In Saturday's game at Auburn, the Tide was down by more than 10 points late in the second half, only to rally to take the lead. Despite the fact that his squad lost yet another road game, Gottfried was proud of the way they battled back. At one point even taking the lead, before falling 59-56.
"We played hard," he said. "We put ourselves in a position to win at the game. Our players cared about that game. It hurt them deeply when they didn't get it done. Execution at the end of the game on offense and defense--that's where we have to get better. But if our players continue to fight like that, then we'll get over the hump."

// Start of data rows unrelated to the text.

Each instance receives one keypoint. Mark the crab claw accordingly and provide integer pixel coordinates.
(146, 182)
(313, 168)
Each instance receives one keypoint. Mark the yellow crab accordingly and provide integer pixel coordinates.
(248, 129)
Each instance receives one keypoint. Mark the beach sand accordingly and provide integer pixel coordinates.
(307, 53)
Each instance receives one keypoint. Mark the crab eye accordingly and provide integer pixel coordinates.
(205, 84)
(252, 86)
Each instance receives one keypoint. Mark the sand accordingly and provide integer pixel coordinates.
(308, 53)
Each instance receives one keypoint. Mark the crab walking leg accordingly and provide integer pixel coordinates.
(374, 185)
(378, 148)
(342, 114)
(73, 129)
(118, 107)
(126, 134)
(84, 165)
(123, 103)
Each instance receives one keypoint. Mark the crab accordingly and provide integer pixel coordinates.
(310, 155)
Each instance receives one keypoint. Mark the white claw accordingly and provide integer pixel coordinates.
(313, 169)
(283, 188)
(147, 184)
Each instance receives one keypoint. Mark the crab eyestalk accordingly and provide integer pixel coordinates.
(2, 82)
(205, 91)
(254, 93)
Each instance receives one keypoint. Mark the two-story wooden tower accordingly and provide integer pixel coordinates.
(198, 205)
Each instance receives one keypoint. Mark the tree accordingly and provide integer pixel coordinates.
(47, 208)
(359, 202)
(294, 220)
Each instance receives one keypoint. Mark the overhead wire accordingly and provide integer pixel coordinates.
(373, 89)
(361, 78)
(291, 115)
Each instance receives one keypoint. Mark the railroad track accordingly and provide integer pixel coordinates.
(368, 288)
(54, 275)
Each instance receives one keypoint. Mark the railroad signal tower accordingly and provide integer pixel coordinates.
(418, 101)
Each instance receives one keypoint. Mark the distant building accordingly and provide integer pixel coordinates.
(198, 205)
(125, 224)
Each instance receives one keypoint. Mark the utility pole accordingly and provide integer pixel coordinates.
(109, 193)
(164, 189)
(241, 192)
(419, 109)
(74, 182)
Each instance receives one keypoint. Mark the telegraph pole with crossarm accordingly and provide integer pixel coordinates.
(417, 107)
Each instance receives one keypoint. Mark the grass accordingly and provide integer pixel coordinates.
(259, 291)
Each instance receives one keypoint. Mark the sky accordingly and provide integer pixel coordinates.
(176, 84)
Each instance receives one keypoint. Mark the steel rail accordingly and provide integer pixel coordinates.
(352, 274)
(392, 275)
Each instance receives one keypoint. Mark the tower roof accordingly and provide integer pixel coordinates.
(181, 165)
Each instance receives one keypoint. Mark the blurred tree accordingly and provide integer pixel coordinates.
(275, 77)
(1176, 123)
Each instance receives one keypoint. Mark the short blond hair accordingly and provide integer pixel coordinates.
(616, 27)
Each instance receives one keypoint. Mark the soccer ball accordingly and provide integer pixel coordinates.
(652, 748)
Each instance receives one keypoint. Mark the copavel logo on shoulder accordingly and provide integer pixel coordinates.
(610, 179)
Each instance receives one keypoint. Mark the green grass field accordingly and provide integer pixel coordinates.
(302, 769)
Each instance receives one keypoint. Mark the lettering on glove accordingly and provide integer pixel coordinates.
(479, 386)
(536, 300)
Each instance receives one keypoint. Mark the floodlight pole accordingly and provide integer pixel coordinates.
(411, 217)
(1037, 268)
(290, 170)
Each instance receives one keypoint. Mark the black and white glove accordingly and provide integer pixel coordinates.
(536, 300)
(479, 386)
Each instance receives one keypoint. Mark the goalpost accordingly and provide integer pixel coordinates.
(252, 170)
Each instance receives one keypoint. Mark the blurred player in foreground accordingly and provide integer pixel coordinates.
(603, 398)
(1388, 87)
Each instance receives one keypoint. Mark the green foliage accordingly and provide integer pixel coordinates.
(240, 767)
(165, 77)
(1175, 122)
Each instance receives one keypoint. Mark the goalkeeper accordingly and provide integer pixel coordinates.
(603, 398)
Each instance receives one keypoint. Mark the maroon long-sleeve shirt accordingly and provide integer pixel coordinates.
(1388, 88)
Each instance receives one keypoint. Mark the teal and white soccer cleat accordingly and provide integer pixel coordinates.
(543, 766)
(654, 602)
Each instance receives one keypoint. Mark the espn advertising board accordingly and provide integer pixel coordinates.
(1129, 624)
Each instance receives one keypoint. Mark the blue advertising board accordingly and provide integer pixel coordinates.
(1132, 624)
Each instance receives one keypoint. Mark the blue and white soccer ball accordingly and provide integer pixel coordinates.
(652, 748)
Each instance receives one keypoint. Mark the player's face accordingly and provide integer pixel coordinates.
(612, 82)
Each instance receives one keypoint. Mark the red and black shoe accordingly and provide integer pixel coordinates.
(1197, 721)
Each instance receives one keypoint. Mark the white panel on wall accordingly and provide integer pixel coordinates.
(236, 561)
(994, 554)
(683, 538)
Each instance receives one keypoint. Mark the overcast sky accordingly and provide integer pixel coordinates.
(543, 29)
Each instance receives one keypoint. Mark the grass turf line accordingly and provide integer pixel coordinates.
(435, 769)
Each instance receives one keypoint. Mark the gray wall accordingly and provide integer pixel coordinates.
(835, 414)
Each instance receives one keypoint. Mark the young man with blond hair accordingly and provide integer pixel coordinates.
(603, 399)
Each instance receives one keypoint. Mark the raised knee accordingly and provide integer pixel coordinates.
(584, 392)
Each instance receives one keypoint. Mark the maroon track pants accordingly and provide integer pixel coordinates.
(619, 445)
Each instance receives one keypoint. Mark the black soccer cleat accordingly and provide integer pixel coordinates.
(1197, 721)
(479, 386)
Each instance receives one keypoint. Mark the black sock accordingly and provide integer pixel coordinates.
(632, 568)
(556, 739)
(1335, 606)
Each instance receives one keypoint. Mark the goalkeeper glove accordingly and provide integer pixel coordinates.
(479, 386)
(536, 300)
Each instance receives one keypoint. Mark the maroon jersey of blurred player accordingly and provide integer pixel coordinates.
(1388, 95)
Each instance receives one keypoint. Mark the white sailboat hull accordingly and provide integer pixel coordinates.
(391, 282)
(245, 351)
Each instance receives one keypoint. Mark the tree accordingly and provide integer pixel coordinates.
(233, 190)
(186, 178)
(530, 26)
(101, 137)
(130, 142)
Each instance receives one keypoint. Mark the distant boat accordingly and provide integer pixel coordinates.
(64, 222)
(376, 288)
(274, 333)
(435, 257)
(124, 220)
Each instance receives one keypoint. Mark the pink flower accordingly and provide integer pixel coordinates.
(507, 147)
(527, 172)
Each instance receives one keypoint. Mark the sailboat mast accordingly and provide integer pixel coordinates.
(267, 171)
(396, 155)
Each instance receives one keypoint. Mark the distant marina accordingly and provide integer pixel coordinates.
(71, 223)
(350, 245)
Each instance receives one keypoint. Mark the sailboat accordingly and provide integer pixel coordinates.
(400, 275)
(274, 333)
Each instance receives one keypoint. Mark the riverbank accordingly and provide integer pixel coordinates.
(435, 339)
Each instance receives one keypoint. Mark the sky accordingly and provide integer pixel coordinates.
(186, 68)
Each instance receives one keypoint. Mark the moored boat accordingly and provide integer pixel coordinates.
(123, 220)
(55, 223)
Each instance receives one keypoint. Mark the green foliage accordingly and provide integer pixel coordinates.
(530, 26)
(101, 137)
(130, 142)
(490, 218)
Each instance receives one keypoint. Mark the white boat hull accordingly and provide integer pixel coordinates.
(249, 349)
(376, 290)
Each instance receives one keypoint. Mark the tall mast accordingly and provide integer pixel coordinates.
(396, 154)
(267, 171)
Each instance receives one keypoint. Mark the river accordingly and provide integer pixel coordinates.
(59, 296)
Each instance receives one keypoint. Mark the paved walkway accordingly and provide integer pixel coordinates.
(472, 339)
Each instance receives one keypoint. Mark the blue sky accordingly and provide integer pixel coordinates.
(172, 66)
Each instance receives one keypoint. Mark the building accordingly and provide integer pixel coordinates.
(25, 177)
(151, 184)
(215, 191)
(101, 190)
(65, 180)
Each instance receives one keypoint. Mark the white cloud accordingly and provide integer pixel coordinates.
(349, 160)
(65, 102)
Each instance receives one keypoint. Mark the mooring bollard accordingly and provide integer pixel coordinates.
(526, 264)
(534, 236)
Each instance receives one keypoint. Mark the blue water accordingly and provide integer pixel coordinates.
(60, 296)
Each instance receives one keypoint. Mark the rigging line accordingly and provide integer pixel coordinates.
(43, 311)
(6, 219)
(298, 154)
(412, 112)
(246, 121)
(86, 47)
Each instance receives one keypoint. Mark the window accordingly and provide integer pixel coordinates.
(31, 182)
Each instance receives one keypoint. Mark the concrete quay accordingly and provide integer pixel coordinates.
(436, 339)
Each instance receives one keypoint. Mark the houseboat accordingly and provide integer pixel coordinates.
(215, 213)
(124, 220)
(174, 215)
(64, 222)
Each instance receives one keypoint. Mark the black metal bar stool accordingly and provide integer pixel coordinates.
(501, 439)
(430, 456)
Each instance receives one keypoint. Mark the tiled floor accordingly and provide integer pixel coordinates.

Conference road games are always tough, but on paper at least Georgia is a better team than Auburn. "I think Georgia is the surprise team of the conference so far," Gottfried said. "They deserve to be ranked. They're a very, very good team. There is just no stretch in this league that's easy. Look at anyone's schedule, and you just don't see that. The SEC is so balanced; there are no breathers."
Having lost much of their interior game to graduation, the Bulldogs are led by two scoring machines on the perimeter. Guard Ezra Williams is averaging 17.9 points per game and forward Jarvis Hayes is right behind with 16.9. "Their two perimeter players are as good as any pair in the conference," Gottfried said. "Coach Harrick (Georgia Head Coach Jim Harrick) is good at taking what he has and developing that talent into a good basketball team. This year they're more wing oriented."
"Jarvis Hayes is probably the most impressive newcomer in our league this year," Gottfried continued. "Any time you go on the road at Kentucky and get 30 points. 30 points in a win, not a loss, that says something. He's strong and he's aggressive."
Tide center Kenny Walker got into foul trouble Saturday, forcing Gottfried to go with a smaller lineup. At one point late in the game, Bama's lineup consisted of forward Erwin Dudley and four guards. "I think our small lineup helped us," Gottfried said. "They were in there when we went on that 13-0 run. That group gave us a great run. I went with them because they gave us a lot of quickness on defense. If Kenny (or Erwin) gets into foul trouble, then we get small very quick."
With three assists and seven points off the bench, Gottfried singled out reserve point guard Antoine Pettway for praise. "Antoine gives us an emotional lift. He just plays hard. He's one of those players that when you put him in, you almost always don't want to take him out."
Playing in his first conference game on the road, true freshman Mo Williams totaled 12 points, nine rebounds and four assists. "Mo played well--very aggressive," Gottfried said. "He took good shots, pushed the ball on the break. He'll make a difference for us this year."
Gottfried was an assistant to Harrick at UCLA, and the two coaches worked together during the Bruins' national championship run in 1995. So the two teams will have few secrets this Wednesday. "He's familiar with us," Gottfried acknowledged. "At times last year I thought (Georgia and Alabama) mirrored each other. There will be no surprises on either side. It will come down to which team executes better."
With only Walker and Dudley as proven players on the inside, Alabama has to rely on the long-range shooting of its talented wing players. But so far in conference play the Tide is only shooting 28 percent from beyond the 3-point arc. "That's a concern," Gottfried said. "Rod (Grizzard) took a few shots (Saturday) that weren't so good, but Terrance Meade had great shots. He needs to take those when they're there. I think we can be a good shooting team, but so far we haven't shown that."